You know - I FEEL like a different person these days (thanks, Larry!). I've been working on me, GALing, doing lots of reading ("Magic of Believing" - good stuff!), and working in my online business.
Larry's program is about becoming an Environment Changer - changing your environment by changing yourself. I still have a LONG way to go to get where I want to be, but you know what? At least I'm THINKING about the future these days instead of wallowing in self-pity and wondering what WH saw in OW that he didn't see in me. I can go days without thinking about her now.
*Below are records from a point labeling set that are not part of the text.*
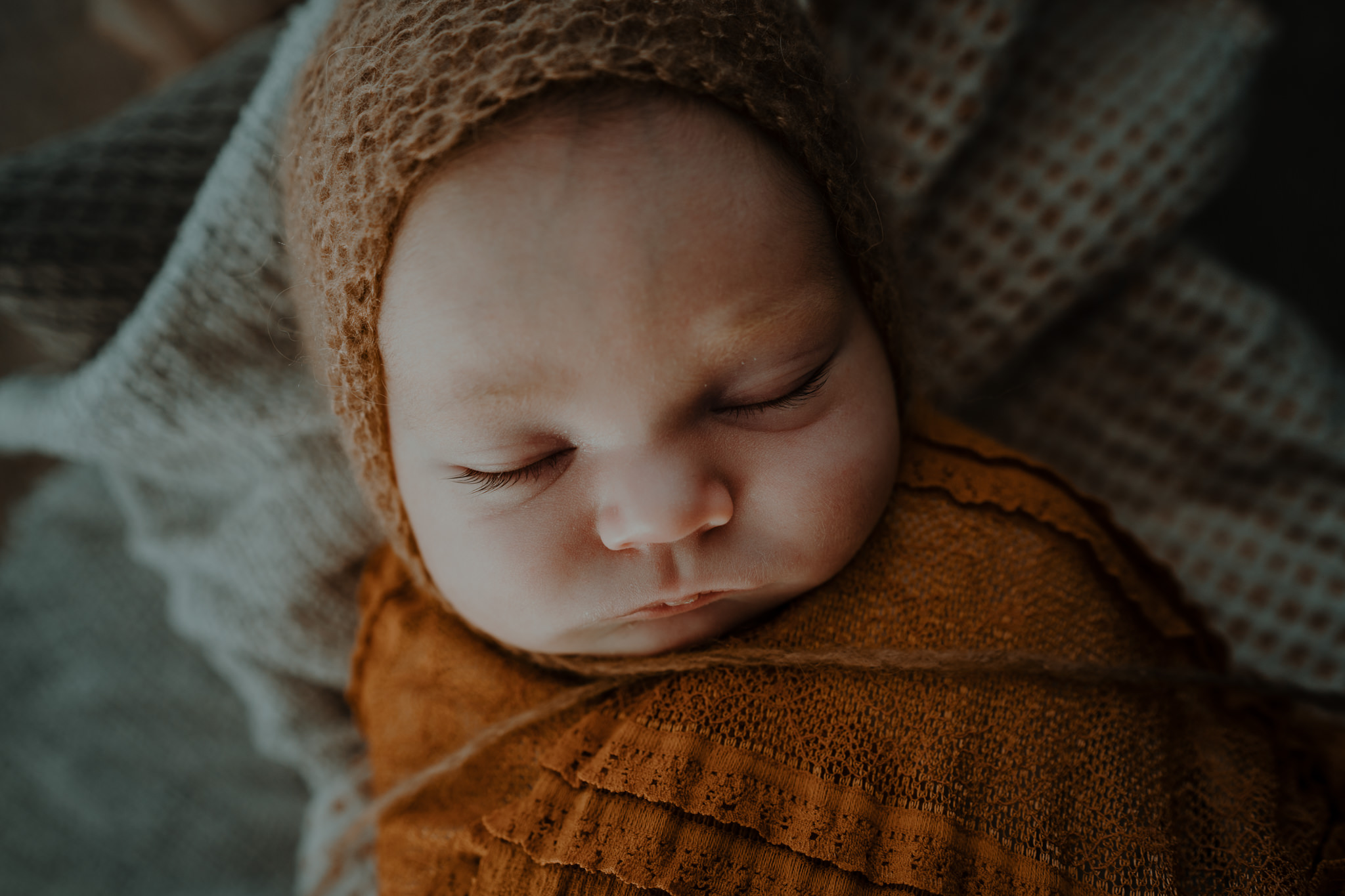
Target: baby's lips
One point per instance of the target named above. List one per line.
(673, 608)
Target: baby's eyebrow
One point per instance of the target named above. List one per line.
(817, 314)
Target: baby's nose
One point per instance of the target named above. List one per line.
(659, 499)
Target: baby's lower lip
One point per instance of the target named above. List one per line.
(671, 609)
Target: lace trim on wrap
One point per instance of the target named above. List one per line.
(655, 845)
(942, 454)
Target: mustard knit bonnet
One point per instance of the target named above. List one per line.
(397, 85)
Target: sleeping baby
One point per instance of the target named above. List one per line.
(684, 591)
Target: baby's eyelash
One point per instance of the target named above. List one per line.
(790, 399)
(491, 481)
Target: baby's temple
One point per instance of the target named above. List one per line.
(735, 446)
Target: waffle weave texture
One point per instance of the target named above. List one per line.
(88, 219)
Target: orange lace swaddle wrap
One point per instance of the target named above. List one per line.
(803, 779)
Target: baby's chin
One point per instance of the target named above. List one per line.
(649, 637)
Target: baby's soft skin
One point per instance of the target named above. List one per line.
(634, 399)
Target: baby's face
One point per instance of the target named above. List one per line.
(632, 396)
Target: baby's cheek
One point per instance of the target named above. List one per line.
(506, 574)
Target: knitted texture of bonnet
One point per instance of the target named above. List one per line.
(396, 86)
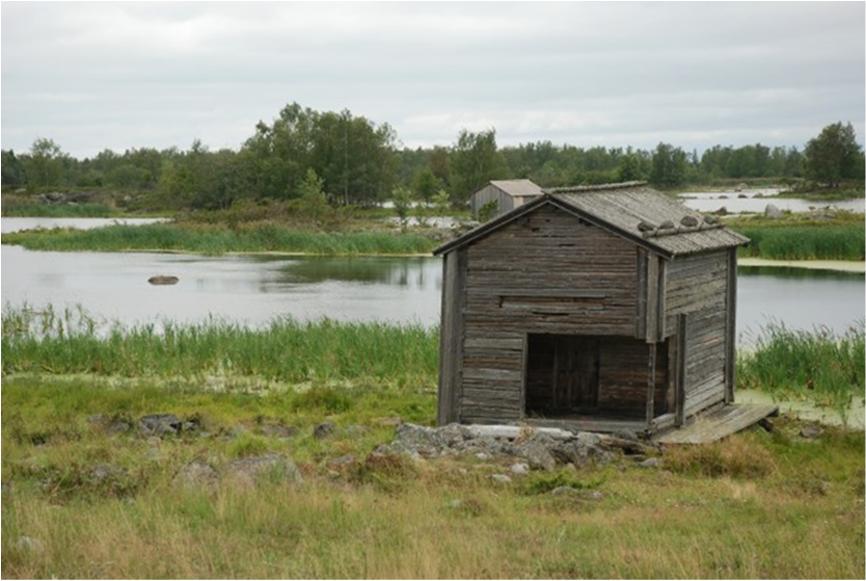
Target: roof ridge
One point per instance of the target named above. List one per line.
(594, 187)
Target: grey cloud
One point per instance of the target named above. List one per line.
(161, 74)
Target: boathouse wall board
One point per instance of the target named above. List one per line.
(545, 273)
(697, 286)
(451, 336)
(549, 271)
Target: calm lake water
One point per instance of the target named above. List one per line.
(16, 224)
(755, 201)
(254, 290)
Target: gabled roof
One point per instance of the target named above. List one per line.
(518, 187)
(632, 210)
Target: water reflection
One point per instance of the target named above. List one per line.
(254, 290)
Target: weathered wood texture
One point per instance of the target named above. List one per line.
(697, 286)
(488, 194)
(718, 424)
(601, 376)
(545, 273)
(451, 336)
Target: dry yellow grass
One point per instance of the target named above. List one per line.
(758, 505)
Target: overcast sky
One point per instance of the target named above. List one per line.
(113, 75)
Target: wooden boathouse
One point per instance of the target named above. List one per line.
(504, 195)
(598, 308)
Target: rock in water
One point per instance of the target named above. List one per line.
(772, 211)
(162, 279)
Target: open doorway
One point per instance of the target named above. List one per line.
(573, 376)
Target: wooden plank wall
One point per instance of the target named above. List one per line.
(451, 336)
(546, 272)
(698, 287)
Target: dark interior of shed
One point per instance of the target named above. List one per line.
(573, 376)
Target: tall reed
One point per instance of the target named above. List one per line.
(218, 239)
(286, 349)
(817, 365)
(805, 242)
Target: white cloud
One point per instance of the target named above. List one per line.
(126, 75)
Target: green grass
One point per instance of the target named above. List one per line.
(805, 242)
(815, 365)
(218, 239)
(83, 210)
(285, 350)
(757, 505)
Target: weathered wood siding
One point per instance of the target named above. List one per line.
(546, 272)
(697, 286)
(451, 335)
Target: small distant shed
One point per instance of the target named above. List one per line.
(601, 308)
(505, 194)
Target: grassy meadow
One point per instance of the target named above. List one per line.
(760, 504)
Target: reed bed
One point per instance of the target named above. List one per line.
(837, 242)
(31, 209)
(817, 365)
(72, 342)
(218, 239)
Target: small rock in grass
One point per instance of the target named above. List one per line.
(811, 431)
(277, 430)
(341, 462)
(323, 430)
(159, 424)
(577, 493)
(275, 466)
(520, 468)
(767, 424)
(390, 422)
(357, 430)
(197, 473)
(102, 473)
(29, 545)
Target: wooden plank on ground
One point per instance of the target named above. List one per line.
(718, 424)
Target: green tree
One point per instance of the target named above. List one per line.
(442, 202)
(474, 161)
(45, 164)
(12, 170)
(669, 165)
(426, 184)
(402, 199)
(630, 168)
(834, 155)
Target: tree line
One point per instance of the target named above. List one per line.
(353, 160)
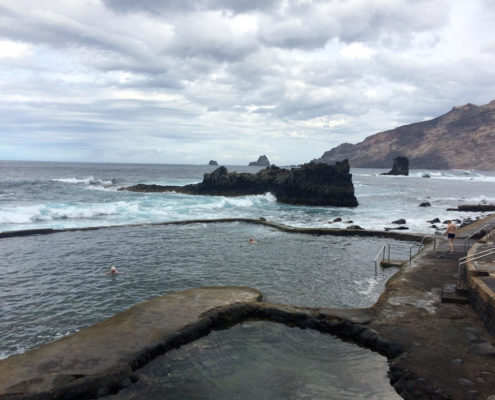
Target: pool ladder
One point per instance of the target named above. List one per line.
(385, 252)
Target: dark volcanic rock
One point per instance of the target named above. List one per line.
(453, 140)
(400, 167)
(310, 184)
(262, 162)
(476, 207)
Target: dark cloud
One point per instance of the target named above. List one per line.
(223, 72)
(164, 6)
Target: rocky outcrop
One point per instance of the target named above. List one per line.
(458, 139)
(311, 184)
(262, 162)
(400, 167)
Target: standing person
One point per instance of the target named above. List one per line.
(451, 232)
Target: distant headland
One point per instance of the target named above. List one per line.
(311, 184)
(459, 139)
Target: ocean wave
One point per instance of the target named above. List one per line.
(92, 181)
(59, 212)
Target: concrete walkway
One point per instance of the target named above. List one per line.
(448, 352)
(436, 350)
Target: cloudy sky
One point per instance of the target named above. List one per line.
(187, 81)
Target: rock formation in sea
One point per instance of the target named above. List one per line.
(262, 162)
(311, 184)
(400, 167)
(463, 138)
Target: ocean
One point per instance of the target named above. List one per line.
(70, 195)
(54, 285)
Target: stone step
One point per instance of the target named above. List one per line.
(452, 294)
(391, 263)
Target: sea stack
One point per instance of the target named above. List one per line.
(400, 167)
(262, 162)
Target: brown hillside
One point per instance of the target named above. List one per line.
(463, 138)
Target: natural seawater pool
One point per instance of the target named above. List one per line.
(53, 285)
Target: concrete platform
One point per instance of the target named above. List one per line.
(435, 350)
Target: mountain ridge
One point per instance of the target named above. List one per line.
(462, 138)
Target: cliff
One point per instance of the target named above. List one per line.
(463, 138)
(261, 162)
(311, 184)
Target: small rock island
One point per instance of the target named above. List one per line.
(261, 162)
(311, 184)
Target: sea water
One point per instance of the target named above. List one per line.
(54, 285)
(67, 195)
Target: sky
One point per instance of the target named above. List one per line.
(162, 81)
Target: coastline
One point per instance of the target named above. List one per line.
(433, 348)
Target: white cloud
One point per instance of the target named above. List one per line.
(156, 80)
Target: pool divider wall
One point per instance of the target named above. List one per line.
(415, 237)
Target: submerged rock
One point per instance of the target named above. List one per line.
(311, 184)
(400, 167)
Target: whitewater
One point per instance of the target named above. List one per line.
(37, 195)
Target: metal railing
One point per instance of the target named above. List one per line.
(462, 274)
(386, 250)
(486, 229)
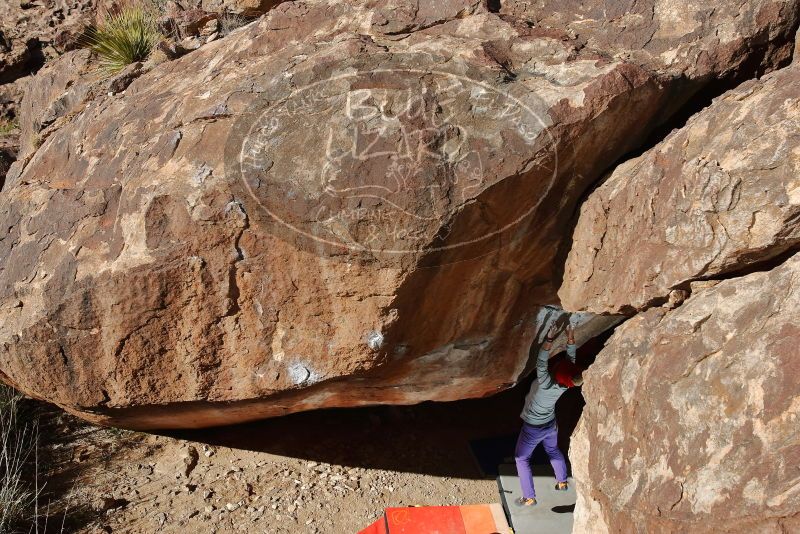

Granted, things between WH and me aren't nearly as rough as most of the situations on these boards, but our marriage was threatened and may end still, though I think the odds of that happening grow less and less each day.
Evidence: He was afraid to disappoint me this morning.
The colleague's get together we were supposed to go to on the 4th got moved to today. I asked him on Wednesday what time and what to bring and he said he'd call her, but forgot. When he called this morning, she said that because she hadn't heard back from him, she'd made other plans.
I had to hear, "I was busy, you haven't been around much, we're ships passing in the night --" before he got to the point: "it's cancelled." I said, "Oh, that's too bad! I was looking forward to seeing her. Maybe next time. What would you like to do instead?"
He seemed relieved I wasn't devastated, which I find VERY cute. Six weeks ago, IF he'd invited me, he'd have said, "It's off, get over it" with no preamble.
So, he's back to caring what I think now. Always a good sign.